Frequency distribution is very important in study of statistics, machine learning and data science area. To understand frequency distribution you have to understand organization of data.
Basically, there are three types of data organization techniques.
1- Individual Series Data
This type of data is basically raw data collected from somewhere. An example of students obtained marks in a class are given.
5, 12, 25, 15, 25, 15, 35, 28, 38, 25, 28, 38, 28, 45, 35, 38, 35, 35,35, 35, 35, 35, 45, 47, 45, 47, 45, 47, 45, 47, 45, 47, 45
47, 45, 47, 45, 47, 45, 47, 50, 47, 55, 50, 55, 50, 55, 50, 55, 50, 55, 50, 55, 50, 55, 50, 55, 55, 50, 55, 50, 58, 50, 58, 50, 58,
50, 58, 50, 58, 50, 62, 67, 62, 67, 62, 67, 62, 67, 62, 67, 62, 67, 62, 67, 62, 67, 62, 67, 71, 76, 71, 76, 71, 76, 71, 76, 82, 76, 82, 76, 82, 85, 91, 85, 94, 97, 85
The above data set is individually organized and this type of arrangement of data is called individual series data.
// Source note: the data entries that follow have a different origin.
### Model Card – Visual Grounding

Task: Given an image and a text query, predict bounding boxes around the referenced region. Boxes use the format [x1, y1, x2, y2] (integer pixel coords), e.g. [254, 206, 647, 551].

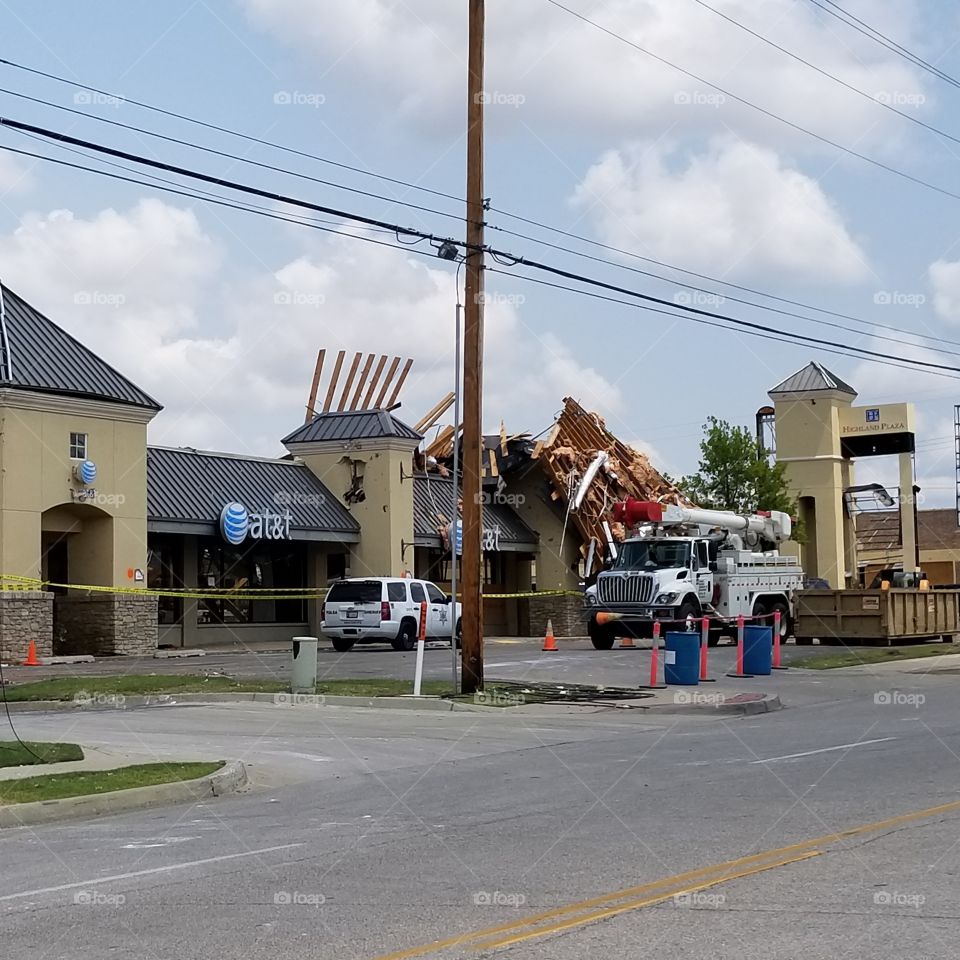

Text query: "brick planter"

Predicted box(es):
[55, 593, 157, 657]
[0, 590, 53, 663]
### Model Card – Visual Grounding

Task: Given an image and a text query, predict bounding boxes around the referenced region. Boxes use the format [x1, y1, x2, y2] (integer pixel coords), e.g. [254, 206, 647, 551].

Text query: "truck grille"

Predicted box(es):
[597, 573, 653, 603]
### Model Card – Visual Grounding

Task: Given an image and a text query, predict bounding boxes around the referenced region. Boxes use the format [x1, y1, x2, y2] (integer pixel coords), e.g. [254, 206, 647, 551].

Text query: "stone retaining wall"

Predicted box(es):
[55, 593, 157, 657]
[0, 590, 53, 663]
[528, 596, 587, 637]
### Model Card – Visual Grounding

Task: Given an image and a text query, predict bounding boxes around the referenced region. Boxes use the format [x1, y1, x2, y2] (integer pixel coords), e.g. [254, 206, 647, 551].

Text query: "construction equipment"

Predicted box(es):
[585, 499, 803, 650]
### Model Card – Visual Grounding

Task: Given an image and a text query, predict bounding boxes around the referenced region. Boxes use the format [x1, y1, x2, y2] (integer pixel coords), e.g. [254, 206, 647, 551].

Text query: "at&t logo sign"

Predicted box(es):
[220, 500, 293, 546]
In this type of data set inferring information takes lot of effort and time.
2- Discrete Series Data
The individual series data can be organized into more convenient tabular form using frequency distribution which is called discrete series data. In which, there are two columns, the first column contains values and the second one contains their occurrences (frequency). This type of data series can be easier to analyze compare to individual series data.
Frequency Distribution
Marks | Number of Students |
---|---|
5 | 1 |
12 | 1 |
15 | 2 |
25 | 3 |
28 | 3 |
35 | 8 |
38 | 2 |
45 | 10 |
47 | 10 |
50 | 15 |
55 | 10 |
58 | 5 |
62 | 10 |
67 | 10 |
71 | 4 |
76 | 6 |
82 | 3 |
85 | 3 |
91 | 1 |
94 | 1 |
97 | 1 |
You can notice from the table row one that marks 5 is obtained by only one student (frequency).
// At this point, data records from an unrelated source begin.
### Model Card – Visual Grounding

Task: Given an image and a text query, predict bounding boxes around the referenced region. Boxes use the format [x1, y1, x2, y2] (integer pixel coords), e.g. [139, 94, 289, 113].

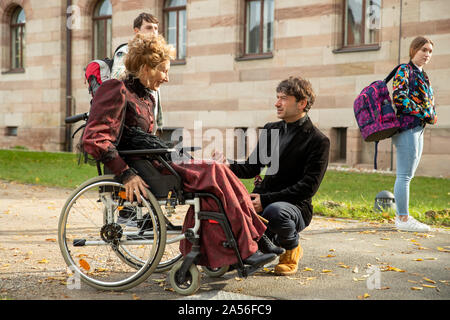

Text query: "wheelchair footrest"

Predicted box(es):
[233, 265, 264, 278]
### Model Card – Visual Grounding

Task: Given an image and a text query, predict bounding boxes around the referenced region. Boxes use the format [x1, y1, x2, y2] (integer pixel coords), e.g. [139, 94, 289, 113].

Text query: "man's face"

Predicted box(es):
[275, 92, 306, 122]
[134, 20, 158, 36]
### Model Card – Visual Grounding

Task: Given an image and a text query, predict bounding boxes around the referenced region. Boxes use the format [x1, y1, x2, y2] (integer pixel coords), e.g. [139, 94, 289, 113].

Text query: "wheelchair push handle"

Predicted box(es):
[64, 112, 89, 123]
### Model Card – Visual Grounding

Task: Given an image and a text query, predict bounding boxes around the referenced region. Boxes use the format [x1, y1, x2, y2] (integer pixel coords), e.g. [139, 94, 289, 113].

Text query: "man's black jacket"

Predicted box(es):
[230, 118, 330, 226]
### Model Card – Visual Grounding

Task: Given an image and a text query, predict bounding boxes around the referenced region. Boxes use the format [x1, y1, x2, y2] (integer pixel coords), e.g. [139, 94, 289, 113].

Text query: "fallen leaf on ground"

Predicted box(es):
[423, 277, 436, 283]
[78, 259, 91, 271]
[382, 266, 405, 272]
[358, 293, 370, 300]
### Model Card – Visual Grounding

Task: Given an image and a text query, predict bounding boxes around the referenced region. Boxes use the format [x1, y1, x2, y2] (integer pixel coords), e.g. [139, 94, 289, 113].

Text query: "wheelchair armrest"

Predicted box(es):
[119, 148, 177, 156]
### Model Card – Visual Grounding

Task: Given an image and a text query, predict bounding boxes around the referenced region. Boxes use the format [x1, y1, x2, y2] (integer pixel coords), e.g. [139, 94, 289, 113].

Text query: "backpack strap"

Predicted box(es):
[384, 64, 402, 83]
[373, 141, 379, 170]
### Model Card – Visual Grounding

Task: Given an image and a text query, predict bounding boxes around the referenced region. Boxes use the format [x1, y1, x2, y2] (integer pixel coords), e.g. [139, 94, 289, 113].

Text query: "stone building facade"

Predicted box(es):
[0, 0, 450, 177]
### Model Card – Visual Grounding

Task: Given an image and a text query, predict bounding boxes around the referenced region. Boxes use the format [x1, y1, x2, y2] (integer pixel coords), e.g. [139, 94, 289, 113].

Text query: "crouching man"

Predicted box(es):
[213, 77, 330, 275]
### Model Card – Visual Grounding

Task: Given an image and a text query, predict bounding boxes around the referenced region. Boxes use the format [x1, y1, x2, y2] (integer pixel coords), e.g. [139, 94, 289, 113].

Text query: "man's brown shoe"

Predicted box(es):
[275, 244, 303, 276]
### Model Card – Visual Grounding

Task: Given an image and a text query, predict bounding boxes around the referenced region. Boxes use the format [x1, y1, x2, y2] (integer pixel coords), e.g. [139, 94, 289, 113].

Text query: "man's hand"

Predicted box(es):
[211, 150, 230, 167]
[124, 175, 148, 203]
[250, 193, 263, 213]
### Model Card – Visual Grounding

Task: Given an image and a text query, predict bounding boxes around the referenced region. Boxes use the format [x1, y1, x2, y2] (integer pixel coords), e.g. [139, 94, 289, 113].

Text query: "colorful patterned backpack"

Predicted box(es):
[353, 65, 412, 169]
You can notice from the table row six that marks 35 is obtained by only 8 student (frequency).
3- Continuous Series Data
The discrete series data table can also be made short using class intervals. In which values are in a range in first column and their occurrences in another column . Which helps to analyze and interpret data in easier way.
See the same table using class interval. This is more convenient to analyze and understand than discrete series data
Marks ( In Class Intervals ) | Number of Students (Frequency) |
---|---|
0-10 | 1 |
10-20 | 3 |
20-30 | 6 |
30-40 | 10 |
40-50 | 20 |
50-60 | 30 |
60-70 | 20 |
70-80 | 10 |
80-90 | 6 |
90-100 | 3 |
Furthermore, the frequency distribution is also plotted below using bar graph. In graph at the x-axis marks and at the y-axis
number of students ( frequency ) are kept which is depicted below.
Conclusion-
In this post, I have explained about organization of data and frequency distribution hope it will help you to understand these concepts in statistics.